The Russian invasion of Ukraine in February 2022 wasn’t unexpected. As with other wars, tensions had been growing between Russia and Ukraine for years – even decades. Some say that this war was inevitable from the moment Ukraine declared its independence in 1991, and the situation escalated when Russia annexed Ukraine’s Crimean peninsula in 2014.
Russia considers Ukraine an important acquisition due to its geographic advantages and natural resources. Perhaps more importantly, returning Ukraine to Russian rule would set the stage for Russia to begin rebuilding the empire that dissolved with the breakup of the USSR.
Though the official start to the war began with Russia’s invasion of Ukraine, tensions had been escalating for years. Now it appears possible – even likely – that the armed conflict will expand, as many countries aligned with Russia have a tense relationship with the United States and other members of NATO.
In retrospect, the stages of the war cycle are clearly visible in current events, and it is likely that the world hasn’t yet hit the point of peak violence that comes before tensions fade and conflict deescalates. What does that mean for the stock market?
Do Stocks Go Up During War Times?
A variety of factors determine whether US stocks go up during war times, including the level of US involvement, the war’s popularity, and the duration of the war. However, certain stocks can be counted upon to do well in times of war, regardless of how the larger market performs.
Defense stocks are at the top of the list when it comes to which stocks go up during war times. With experts predicting that 2023 could bring the peak of the current war cycle, Lockheed Martin stock is well-positioned to outperform the market over the next 12 months.

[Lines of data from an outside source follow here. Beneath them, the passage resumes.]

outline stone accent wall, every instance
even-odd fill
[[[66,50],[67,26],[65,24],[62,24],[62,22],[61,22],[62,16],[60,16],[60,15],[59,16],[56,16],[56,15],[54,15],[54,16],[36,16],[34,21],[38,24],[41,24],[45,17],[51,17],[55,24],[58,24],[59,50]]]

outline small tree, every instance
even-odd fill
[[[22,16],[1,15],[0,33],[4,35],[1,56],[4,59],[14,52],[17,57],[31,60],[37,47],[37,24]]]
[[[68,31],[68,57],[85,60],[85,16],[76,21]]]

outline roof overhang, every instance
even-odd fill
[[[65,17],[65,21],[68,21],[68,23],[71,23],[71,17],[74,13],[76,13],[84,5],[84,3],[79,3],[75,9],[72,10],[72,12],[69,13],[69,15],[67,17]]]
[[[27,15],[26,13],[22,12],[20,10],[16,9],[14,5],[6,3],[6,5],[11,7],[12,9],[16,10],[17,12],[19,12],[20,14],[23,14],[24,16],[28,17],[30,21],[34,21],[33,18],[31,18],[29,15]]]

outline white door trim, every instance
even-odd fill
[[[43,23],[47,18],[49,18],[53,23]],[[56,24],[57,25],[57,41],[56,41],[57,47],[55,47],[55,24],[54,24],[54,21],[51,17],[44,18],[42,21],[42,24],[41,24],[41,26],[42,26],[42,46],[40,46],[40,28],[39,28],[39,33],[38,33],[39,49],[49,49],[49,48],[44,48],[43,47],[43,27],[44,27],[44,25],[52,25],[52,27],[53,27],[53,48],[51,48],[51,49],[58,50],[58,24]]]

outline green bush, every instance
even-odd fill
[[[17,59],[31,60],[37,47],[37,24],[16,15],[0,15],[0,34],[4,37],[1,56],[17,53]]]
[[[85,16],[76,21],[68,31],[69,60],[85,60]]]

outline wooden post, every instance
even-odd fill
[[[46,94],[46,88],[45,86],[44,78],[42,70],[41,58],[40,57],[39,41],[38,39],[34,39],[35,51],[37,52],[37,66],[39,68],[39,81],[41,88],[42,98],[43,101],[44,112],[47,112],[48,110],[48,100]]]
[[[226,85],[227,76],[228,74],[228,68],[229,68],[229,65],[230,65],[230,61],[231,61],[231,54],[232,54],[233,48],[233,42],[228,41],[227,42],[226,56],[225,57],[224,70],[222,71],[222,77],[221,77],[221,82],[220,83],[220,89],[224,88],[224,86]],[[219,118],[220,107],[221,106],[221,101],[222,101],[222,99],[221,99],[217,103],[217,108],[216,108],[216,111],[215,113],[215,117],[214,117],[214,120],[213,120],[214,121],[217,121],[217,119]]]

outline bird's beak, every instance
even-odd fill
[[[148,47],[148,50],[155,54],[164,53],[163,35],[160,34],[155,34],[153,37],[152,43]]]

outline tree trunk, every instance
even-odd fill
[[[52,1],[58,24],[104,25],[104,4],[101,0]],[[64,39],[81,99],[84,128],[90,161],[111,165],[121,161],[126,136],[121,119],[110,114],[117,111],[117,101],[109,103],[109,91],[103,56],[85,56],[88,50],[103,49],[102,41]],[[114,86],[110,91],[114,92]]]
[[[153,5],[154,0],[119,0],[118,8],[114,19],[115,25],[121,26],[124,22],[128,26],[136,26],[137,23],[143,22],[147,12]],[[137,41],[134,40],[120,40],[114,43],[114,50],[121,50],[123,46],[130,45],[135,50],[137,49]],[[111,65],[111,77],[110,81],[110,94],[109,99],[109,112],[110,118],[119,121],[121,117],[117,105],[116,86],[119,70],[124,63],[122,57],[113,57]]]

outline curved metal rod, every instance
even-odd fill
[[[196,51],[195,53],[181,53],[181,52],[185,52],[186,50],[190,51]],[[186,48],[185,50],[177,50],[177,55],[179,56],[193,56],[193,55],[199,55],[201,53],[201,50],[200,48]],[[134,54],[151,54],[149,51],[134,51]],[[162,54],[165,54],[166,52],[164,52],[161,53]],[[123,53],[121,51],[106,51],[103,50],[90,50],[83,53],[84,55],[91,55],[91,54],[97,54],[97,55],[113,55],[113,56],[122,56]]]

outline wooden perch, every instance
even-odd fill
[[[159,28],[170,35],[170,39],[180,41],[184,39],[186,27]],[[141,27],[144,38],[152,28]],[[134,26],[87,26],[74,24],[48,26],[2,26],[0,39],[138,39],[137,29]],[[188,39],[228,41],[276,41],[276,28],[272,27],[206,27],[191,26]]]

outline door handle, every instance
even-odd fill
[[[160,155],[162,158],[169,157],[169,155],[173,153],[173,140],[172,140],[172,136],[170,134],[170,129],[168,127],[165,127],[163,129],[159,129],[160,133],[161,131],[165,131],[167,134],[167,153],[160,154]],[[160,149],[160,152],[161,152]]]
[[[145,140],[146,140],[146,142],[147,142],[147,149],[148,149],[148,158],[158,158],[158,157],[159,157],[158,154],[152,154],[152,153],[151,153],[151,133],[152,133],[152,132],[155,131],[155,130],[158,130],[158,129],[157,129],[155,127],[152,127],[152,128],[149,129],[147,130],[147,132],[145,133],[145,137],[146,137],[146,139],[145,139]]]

Is Lockheed Martin Stock A Buy?
Lockheed Martin’s leadership position in the defense industry puts shareholders in the right position to realize returns while armed conflicts have the world on edge. When coupled with the company’s cutting-edge programs, most analysts agree that Lockheed Martin stock has more tailwinds than headwinds right now.
Among other projects in progress, Lockheed Martin dominates the competition when it comes to hypersonics, which are critical to the US defense strategy. Defense industry analysts predict the country will spend billions on building up its hypersonic capabilities through 2030.
In addition, Lockheed Martin is a major player in the development and production of Army helicopters, and it is instrumental in the United States’ missile defense systems. These programs are expected to begin generating revenue in 2023, which may also be the peak of the current war cycle. If so, Lockheed Martin stock is nearly certain to go up, which makes LMT a buy.